Microsoft Man To Publishers: Google Punches Holes In Your Paywall, But Bing Won’t

Is Microsoft (NSDQ: MSFT) turning to “research” in its pitch to paywall-happy news publishers?

MSN UK content manager Alastair Bruce has published a 60-slide personal presentation on the topic (via J.co.uk) that nicely surveys 30 paid content sites – and then concludes: our search engine will protect your upcoming charging model but Google (NSDQ: GOOG) will damage it.

Says Bruce’s study…

“With some sites (FT), coming to the news articles from Google gives access to content that breaches the sub or registration wall. This does not happen with Bing.

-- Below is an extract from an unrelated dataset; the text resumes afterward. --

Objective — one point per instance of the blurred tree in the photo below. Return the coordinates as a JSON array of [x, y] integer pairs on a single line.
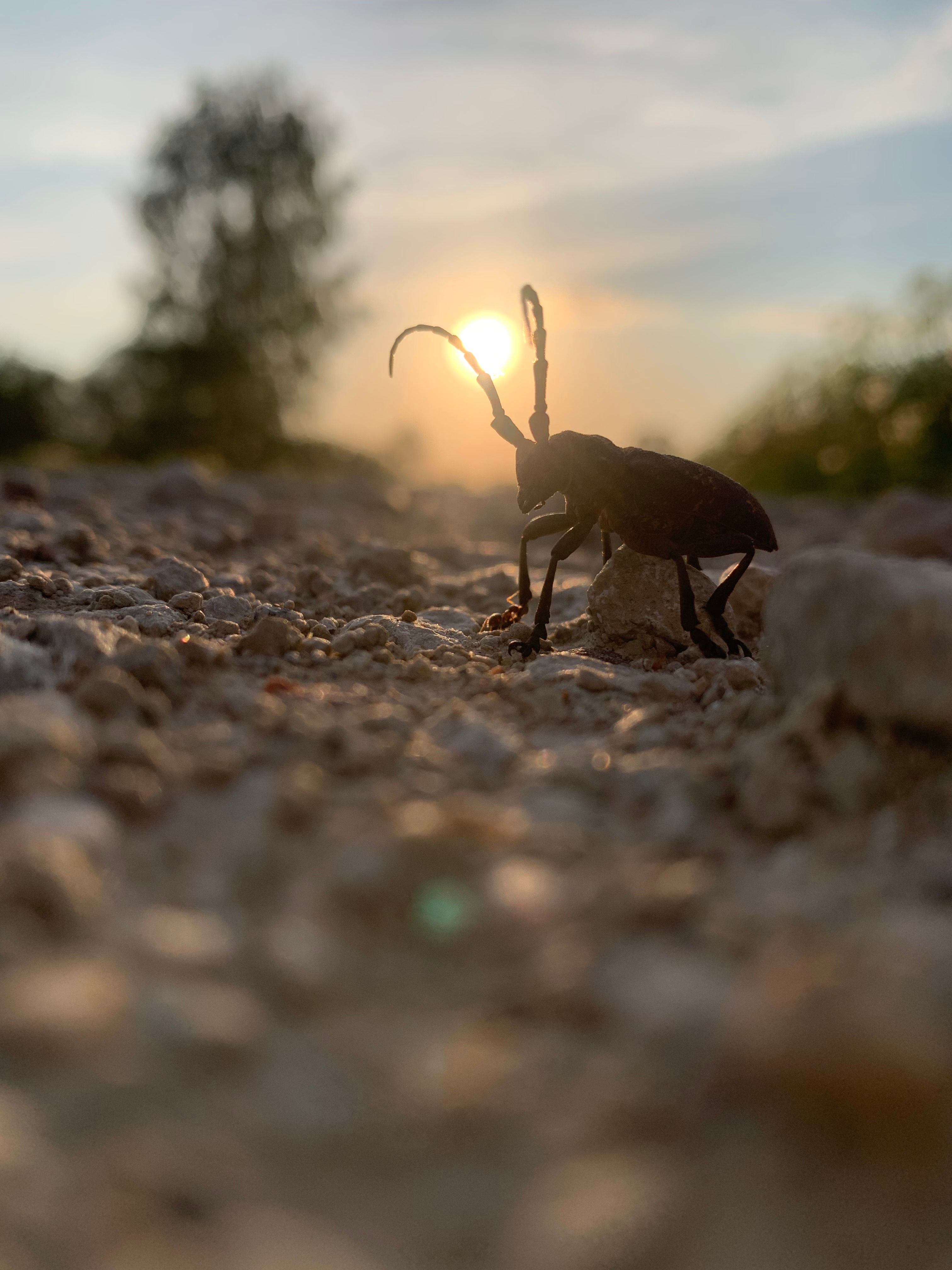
[[239, 211], [875, 412], [30, 406]]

“Pasting the headline into Google then clicking on the result allows me to read the whole article. BUT try this with Bing and you get the subscription wall.

“If sites suffer the same issue as the FT (subscription/registration content is able to be read via Google), then their model will be compromised.”

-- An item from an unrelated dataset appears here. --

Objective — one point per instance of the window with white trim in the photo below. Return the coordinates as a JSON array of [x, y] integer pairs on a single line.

The phenomenon is a relatively well-known loophole, but it’s no accident, nor a fault of Google’s – some time ago, FT.com deliberately opted in to use Google’s First-Click-Free scheme to let Google crawl behind its paywall and to give full articles to readers who come via the search engine.

In fact, we’ve learned from the FT that it will use the scheme still further. It has accepted the additional First-Click-Free offer Google made to publishers late last year and FT.com will be reducing to fivethe number of articles search users can get this way.

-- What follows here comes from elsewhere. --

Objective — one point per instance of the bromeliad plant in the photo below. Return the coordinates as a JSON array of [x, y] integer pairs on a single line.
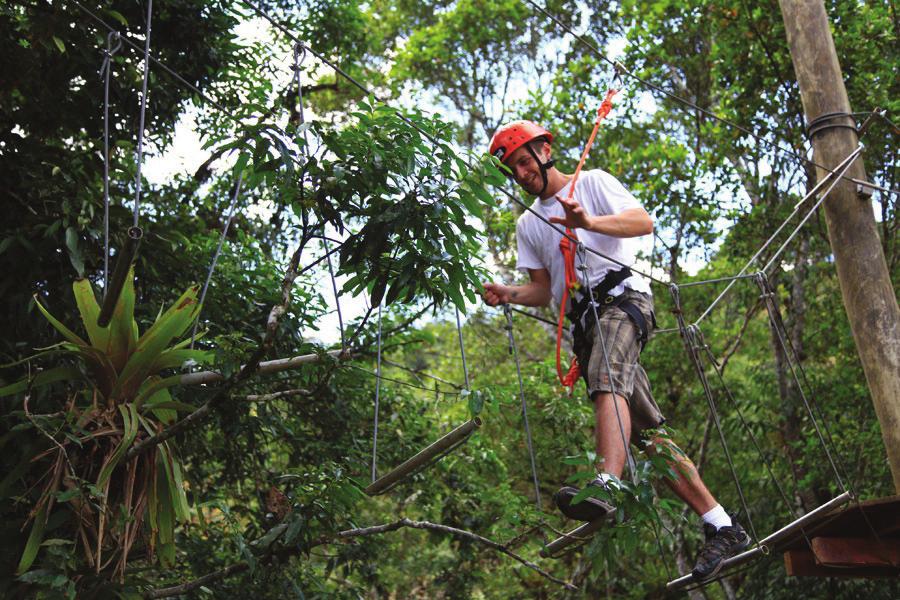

In his study, Bruce examines how different approaches to search engine optimisation of a range of paid publications may “turn some users off” and lead to less visibility. He urges publishers to optimise landing pages for walled-off stories.

Bruce says the “opinions expressed here are his and not necessarily those of Microsoft“, and MSN points out that it was a personal piece. But this is exactly the kind of area in which Microsoft took an interest last autumn, when it began supporting Automated Content Access Protocol (ACAP), the newspaper business’ preferred system of rule-making for whether search engines can go behind the wall or not.

Rupert Murdoch may have declared an end to search engine dependency – but staff at his titles like Times Online remain interested in using search engine optimisation to retain visibility to people over the wall. As all this shakes out, both search sites would rather accommodate the publishers than lose them.